Two CRAB isolates, one from the donor and one from the recipient, were resistant to 16 antibiotics. However, they remained susceptible to colistin and polymyxin b, she said.

“There was a second isolate from the recipient that was pan-resistant, including resistance to colistin and polymyxin b,” Bardossy said.

The case shows the potential for transplants to spark an MDRO outbreak at an organ recipient facility.

“It important to note that OXA-23 CRAB has been linked to outbreaks in other cities across the country,” Bardossy said. “MDROs have the potential to move through facilities through transplantation, [leading to] spread and transmission.”

Once available, donor MDRO culture results should promptly be shared with transplant centers to trigger treatment and infection control response, she said.

“This highlights the importance of regional collaboration of public health authorities to detect resistance, protect patients, and prevent spread through MDROs,” she said.

The question of whether organs from infected donors should be rejected by receiving facilities was raised at the EIS meeting. Bardossy put the risk in perspective with the critical shortage of organs.

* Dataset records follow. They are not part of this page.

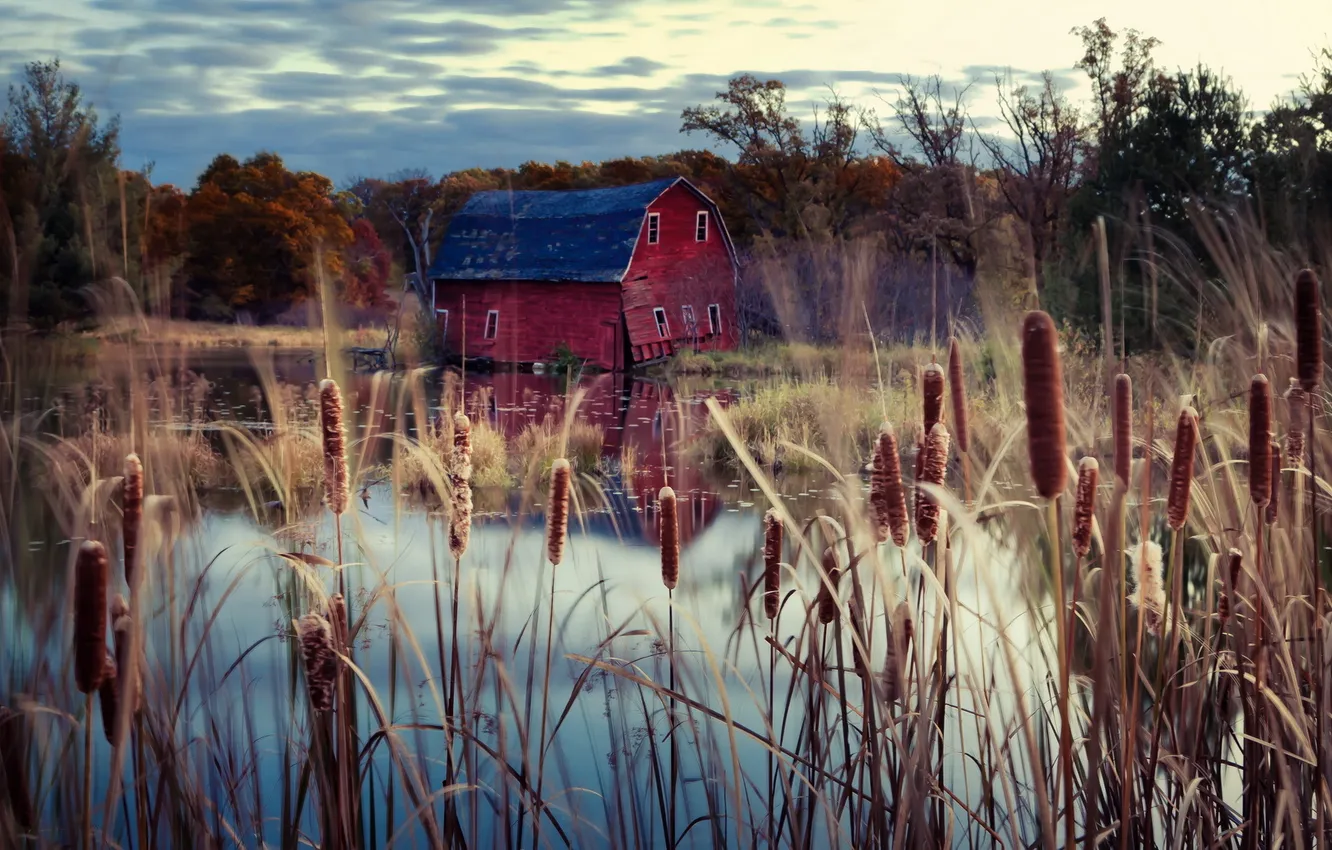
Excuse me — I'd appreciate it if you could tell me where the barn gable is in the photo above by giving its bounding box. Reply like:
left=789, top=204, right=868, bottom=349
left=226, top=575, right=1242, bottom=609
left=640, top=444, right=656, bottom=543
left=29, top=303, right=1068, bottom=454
left=429, top=177, right=730, bottom=282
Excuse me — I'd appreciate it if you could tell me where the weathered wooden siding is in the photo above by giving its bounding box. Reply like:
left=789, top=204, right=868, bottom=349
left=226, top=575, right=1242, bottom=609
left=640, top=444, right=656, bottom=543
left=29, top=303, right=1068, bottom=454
left=623, top=184, right=737, bottom=361
left=436, top=280, right=625, bottom=369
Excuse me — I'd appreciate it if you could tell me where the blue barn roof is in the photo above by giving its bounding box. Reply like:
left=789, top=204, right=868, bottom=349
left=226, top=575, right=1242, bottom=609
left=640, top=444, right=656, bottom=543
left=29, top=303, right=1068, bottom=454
left=429, top=177, right=693, bottom=282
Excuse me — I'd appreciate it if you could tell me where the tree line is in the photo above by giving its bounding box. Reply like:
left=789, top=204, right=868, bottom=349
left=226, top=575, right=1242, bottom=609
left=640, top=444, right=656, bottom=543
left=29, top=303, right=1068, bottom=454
left=0, top=19, right=1332, bottom=346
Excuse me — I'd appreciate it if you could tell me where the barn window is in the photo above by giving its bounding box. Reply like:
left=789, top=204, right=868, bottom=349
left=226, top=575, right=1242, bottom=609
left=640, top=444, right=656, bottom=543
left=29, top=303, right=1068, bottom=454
left=679, top=304, right=698, bottom=336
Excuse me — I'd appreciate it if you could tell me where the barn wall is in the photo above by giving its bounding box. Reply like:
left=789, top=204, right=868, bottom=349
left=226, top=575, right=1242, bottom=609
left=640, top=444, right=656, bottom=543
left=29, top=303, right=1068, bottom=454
left=436, top=280, right=623, bottom=369
left=623, top=185, right=737, bottom=361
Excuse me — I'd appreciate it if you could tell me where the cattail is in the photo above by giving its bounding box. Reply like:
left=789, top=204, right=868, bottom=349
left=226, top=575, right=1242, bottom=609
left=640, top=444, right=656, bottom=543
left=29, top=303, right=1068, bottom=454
left=296, top=613, right=337, bottom=711
left=448, top=413, right=472, bottom=558
left=1249, top=374, right=1272, bottom=508
left=1074, top=457, right=1100, bottom=558
left=948, top=337, right=971, bottom=454
left=320, top=378, right=348, bottom=514
left=920, top=362, right=943, bottom=433
left=1267, top=440, right=1281, bottom=525
left=97, top=653, right=120, bottom=746
left=1166, top=408, right=1197, bottom=532
left=657, top=488, right=679, bottom=590
left=763, top=508, right=782, bottom=620
left=546, top=457, right=569, bottom=566
left=1128, top=540, right=1167, bottom=634
left=1022, top=310, right=1068, bottom=498
left=111, top=593, right=144, bottom=711
left=120, top=453, right=144, bottom=590
left=870, top=422, right=907, bottom=546
left=0, top=706, right=36, bottom=831
left=916, top=422, right=948, bottom=546
left=1295, top=269, right=1323, bottom=396
left=75, top=540, right=107, bottom=694
left=1285, top=378, right=1309, bottom=466
left=1112, top=373, right=1134, bottom=486
left=818, top=546, right=842, bottom=626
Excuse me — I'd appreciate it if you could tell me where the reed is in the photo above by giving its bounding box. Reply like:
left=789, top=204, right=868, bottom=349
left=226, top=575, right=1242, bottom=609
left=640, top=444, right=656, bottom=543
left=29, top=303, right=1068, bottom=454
left=120, top=453, right=144, bottom=592
left=948, top=337, right=971, bottom=454
left=763, top=508, right=782, bottom=620
left=1111, top=373, right=1134, bottom=486
left=920, top=362, right=943, bottom=433
left=1295, top=269, right=1323, bottom=396
left=320, top=378, right=350, bottom=519
left=1072, top=457, right=1100, bottom=558
left=916, top=422, right=950, bottom=546
left=870, top=422, right=910, bottom=549
left=546, top=457, right=569, bottom=566
left=1248, top=374, right=1272, bottom=508
left=1166, top=406, right=1204, bottom=532
left=1022, top=310, right=1068, bottom=498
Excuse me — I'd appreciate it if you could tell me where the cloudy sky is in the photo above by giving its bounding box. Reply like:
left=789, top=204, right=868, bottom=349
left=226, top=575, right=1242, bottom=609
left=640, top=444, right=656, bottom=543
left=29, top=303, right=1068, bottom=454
left=0, top=0, right=1332, bottom=187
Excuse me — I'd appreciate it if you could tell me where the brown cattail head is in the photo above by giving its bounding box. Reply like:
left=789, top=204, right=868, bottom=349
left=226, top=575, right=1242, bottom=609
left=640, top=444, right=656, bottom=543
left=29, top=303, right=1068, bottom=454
left=1166, top=408, right=1197, bottom=532
left=320, top=378, right=349, bottom=514
left=870, top=422, right=908, bottom=546
left=97, top=653, right=120, bottom=746
left=1249, top=374, right=1272, bottom=508
left=546, top=457, right=569, bottom=566
left=1285, top=378, right=1309, bottom=466
left=75, top=540, right=107, bottom=694
left=120, top=453, right=144, bottom=590
left=296, top=613, right=337, bottom=711
left=657, top=488, right=679, bottom=590
left=1267, top=440, right=1281, bottom=525
left=916, top=422, right=948, bottom=546
left=1295, top=269, right=1323, bottom=394
left=920, top=362, right=943, bottom=433
left=1112, top=373, right=1134, bottom=486
left=0, top=705, right=36, bottom=831
left=763, top=508, right=782, bottom=620
left=948, top=337, right=971, bottom=454
left=818, top=546, right=842, bottom=626
left=1074, top=457, right=1100, bottom=558
left=1022, top=310, right=1068, bottom=498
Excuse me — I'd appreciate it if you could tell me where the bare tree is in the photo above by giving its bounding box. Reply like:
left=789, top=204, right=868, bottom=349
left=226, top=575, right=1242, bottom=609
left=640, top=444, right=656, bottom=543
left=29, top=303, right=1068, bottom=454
left=976, top=71, right=1087, bottom=292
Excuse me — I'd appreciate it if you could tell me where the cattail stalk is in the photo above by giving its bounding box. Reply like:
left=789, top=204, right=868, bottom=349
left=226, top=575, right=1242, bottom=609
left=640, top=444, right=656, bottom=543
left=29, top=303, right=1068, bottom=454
left=920, top=362, right=943, bottom=433
left=1111, top=373, right=1134, bottom=486
left=870, top=422, right=908, bottom=548
left=948, top=337, right=971, bottom=454
left=1022, top=310, right=1068, bottom=498
left=916, top=422, right=950, bottom=546
left=763, top=508, right=783, bottom=620
left=1166, top=408, right=1197, bottom=532
left=1295, top=269, right=1323, bottom=396
left=546, top=457, right=569, bottom=566
left=1074, top=457, right=1100, bottom=558
left=75, top=540, right=107, bottom=694
left=657, top=488, right=679, bottom=590
left=120, top=453, right=144, bottom=593
left=320, top=378, right=349, bottom=519
left=1248, top=374, right=1272, bottom=509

“In 2017, 18 people a day died waiting for an organ transplant,” she said. “In contrast, suspected infections happen to 1% to 2% of cases. From those suspected infections, less than 1% of the cases is transmission-confirmed, and mortality is low. Clinicians may evaluate whether they want to reject the organ or not. It is up to the facilities.”

Moderating the EIS session was Denise Cardo, MD, director of the CDC DHQP.

“Sometimes, people say, ‘Test all the donors to see if they have infections,’” Cardo said. “I think the most important piece here is the communication after detection, not only for the patient and the recipient to be treated, but also for avoiding further transmission. Patients move from one transmission center to another, and that can be a problem.”

While initial communication is critical, another point to remember in preventing transmission is that recipients of organs with MDROs may remain colonized for prolonged periods as they go in and out of hospitals, Bardossy added.

REFERENCES

  1. FDA. MedWatch Alert: Fecal microbiota for transplantation: Safety communication — Risk of serious adverse reactions due to transmission of multidrug-resistant organisms. June 18, 2019. Available at: https://bit.ly/2XDJrAK.
  2. Bardossy AC, Annambhotla P, Basavaraju S, et al. Transmission of OXA-23-producing carbapenem-resistant Acinetobacter baumannii through lung transplantation. Presented at 68th Annual EIS Conference, April 29-May 2, 2019.